Quinlan sentì un brivido freddo corrergli lungo il collo. Una sensazione rara, per uno così vecchio. Esaminò il libro mentre Fet si girava a guardarlo in faccia. La copertina era di cuoio sbrindellato e di tessuto.

«Ho tolto il rivestimento d’argento. Ho rovinato un pochino il dorso, peccato... Ha un aspetto modesto e insignificante, vero?»

Dov’è la copertina d’argento?

«L’ho messa da parte. Facile da recuperare.»

Il signor Quinlan lo fissò. Sei pieno di sorprese, vero, disinfestatore?

Fet scrollò le spalle per liquidare il complimento.

Il vecchio ha scelto bene, signor Fet. Il tuo cuore è semplice. Sa ciò che sa e agisce di conseguenza. È difficile trovare una saggezza più grande.

Il Nato sedeva con il cappuccio nero gettato sulle spalle; la bianca testa liscia era scoperta. Aveva davanti a sé l’Occido lumen, aperto a una delle pagine miniate. Poiché i bordi argentati erano repellenti per la sua natura di vampiro, girava con cura le pagine servendosi di una matita. A un tratto toccò con la punta del dito la parte interna del foglio, quasi come un cieco che sfiori la faccia dell’amata.

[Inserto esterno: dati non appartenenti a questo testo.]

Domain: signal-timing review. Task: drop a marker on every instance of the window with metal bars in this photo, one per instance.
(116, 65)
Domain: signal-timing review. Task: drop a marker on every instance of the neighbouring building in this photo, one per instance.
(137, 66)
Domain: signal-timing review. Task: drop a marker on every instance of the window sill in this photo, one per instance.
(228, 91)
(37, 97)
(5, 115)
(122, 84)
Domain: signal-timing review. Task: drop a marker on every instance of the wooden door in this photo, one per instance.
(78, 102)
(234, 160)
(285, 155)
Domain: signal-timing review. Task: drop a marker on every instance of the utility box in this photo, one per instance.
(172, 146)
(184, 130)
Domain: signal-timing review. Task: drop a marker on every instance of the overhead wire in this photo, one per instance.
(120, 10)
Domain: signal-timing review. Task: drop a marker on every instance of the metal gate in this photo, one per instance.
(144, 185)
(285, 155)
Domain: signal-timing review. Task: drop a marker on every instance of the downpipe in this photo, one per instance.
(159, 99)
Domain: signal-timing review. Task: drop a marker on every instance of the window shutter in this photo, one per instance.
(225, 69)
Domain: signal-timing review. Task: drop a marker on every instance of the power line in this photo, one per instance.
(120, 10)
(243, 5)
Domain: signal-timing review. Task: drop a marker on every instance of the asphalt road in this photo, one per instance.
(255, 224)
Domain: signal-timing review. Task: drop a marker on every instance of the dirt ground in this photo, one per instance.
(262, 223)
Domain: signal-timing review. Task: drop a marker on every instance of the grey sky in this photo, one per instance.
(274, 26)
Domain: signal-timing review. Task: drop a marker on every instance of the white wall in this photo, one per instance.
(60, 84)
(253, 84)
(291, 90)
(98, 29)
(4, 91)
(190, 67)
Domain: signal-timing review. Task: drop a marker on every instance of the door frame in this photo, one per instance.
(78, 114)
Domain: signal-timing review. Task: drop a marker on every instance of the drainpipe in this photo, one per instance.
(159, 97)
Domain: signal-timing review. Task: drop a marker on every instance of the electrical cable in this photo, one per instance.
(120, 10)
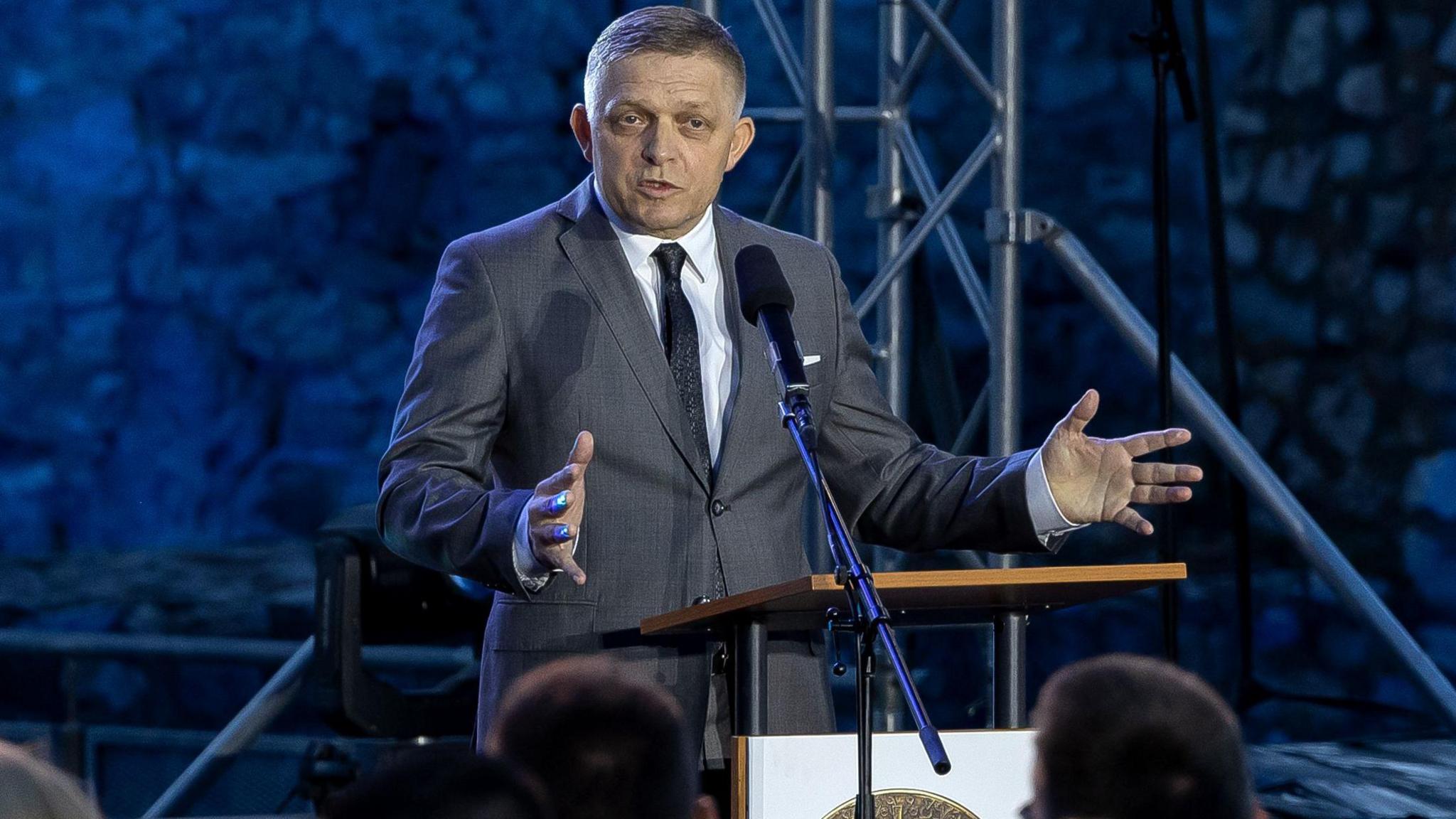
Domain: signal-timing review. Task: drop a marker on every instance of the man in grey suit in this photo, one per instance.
(594, 347)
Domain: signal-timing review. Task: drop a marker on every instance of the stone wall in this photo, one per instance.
(1342, 154)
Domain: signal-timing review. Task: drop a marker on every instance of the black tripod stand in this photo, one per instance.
(1165, 47)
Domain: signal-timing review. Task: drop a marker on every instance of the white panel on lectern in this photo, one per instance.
(808, 777)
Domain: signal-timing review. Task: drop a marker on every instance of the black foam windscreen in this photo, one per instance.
(761, 282)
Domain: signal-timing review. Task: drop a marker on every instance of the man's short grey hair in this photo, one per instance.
(663, 30)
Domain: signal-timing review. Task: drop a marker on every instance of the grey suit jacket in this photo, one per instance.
(535, 331)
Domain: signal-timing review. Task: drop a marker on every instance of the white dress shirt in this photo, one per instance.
(704, 286)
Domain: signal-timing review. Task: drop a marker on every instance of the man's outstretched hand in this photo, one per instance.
(555, 510)
(1096, 480)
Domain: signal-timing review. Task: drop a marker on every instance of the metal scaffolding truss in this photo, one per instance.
(1008, 226)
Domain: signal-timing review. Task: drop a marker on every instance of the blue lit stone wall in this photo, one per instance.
(219, 225)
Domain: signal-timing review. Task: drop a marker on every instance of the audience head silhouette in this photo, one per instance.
(601, 742)
(456, 784)
(31, 788)
(1136, 738)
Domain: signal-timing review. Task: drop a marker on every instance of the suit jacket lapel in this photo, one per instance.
(751, 410)
(596, 252)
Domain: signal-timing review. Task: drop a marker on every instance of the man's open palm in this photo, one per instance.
(1096, 480)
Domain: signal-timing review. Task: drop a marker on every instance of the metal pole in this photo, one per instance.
(1010, 688)
(893, 314)
(819, 122)
(817, 193)
(237, 735)
(1246, 462)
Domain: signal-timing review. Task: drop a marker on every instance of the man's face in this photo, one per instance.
(665, 132)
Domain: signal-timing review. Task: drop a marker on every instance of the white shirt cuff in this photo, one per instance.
(1046, 515)
(530, 572)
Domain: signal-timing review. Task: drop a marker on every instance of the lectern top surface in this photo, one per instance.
(921, 598)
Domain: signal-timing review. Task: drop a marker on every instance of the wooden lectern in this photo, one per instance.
(914, 598)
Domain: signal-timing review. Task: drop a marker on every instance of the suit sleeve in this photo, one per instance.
(901, 493)
(434, 503)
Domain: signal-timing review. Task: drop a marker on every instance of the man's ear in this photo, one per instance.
(582, 127)
(742, 139)
(705, 808)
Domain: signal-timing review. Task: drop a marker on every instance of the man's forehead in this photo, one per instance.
(689, 80)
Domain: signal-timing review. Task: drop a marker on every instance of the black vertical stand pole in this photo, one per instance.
(1165, 48)
(750, 669)
(865, 729)
(869, 620)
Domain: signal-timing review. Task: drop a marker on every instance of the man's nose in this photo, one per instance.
(658, 144)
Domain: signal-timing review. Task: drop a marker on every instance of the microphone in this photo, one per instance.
(768, 302)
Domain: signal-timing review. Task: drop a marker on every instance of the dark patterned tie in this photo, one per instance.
(680, 343)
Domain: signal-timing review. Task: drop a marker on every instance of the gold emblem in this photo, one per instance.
(903, 803)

Quel documento era sacro. Conteneva la storia della creazione e dell’evoluzione della razza di vampiri del mondo e includeva parecchi riferimenti ai Nati. Era come se a un umano fosse consentito di consultare un libro che spiegasse la creazione dell’uomo e svelasse molti, se non tutti, misteri della vita. Gli occhi rosso scuro del signor Quinlan passarono in rassegna le pagine, con grande interesse.

La lettura è lenta. Il linguaggio è oscuro.

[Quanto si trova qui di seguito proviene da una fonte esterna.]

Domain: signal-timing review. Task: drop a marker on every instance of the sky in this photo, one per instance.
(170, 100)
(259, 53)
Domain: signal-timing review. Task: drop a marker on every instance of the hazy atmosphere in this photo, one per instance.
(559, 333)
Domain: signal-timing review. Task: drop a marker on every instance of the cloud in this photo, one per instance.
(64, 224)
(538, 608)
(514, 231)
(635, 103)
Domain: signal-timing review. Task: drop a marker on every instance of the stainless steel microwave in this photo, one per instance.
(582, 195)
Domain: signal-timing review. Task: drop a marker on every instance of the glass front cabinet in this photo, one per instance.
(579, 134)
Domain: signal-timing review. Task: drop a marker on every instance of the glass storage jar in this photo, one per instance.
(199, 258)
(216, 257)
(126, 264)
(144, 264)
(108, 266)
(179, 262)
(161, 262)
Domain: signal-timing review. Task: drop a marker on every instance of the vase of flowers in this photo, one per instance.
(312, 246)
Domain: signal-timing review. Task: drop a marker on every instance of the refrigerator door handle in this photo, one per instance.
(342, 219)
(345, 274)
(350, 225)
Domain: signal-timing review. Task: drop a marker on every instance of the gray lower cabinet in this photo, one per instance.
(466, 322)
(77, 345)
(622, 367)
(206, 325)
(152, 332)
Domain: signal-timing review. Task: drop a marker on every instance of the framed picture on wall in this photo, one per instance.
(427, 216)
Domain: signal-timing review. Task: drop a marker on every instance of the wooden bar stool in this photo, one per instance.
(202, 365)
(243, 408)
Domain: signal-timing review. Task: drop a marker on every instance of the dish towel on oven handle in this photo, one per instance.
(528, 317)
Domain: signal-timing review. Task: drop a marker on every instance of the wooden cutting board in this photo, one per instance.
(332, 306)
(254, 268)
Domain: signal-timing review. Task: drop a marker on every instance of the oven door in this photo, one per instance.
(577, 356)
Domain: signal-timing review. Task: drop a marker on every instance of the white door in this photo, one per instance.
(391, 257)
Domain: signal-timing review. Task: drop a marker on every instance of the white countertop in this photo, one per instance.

«Lo dici a me!» commentò Fet.

Inoltre, molto è nascosto. Nelle immagini e nella filigrana. È più chiaro ai miei occhi che non ai tuoi, ma la lettura richiederà un certo tempo.

«Che è proprio quello che non abbiamo. Quanto ci vorrà?»

Gli occhi del Nato continuavano a muoversi lungo le pagine. Impossibile dirlo.

Fet si rese conto che la sua ansia distraeva il signor Quinlan. «Stiamo caricando le armi» disse. «Hai un’ora, più o meno, poi verrai con noi. Porteremo via Nora...»

Si girò e si allontanò. In tre passi il Lumen, il Padrone e l’apocalisse evaporarono. Nella mente aveva solo Nora.

Quinlan riportò l’attenzione alle pagine del Lumen e cominciò a leggere.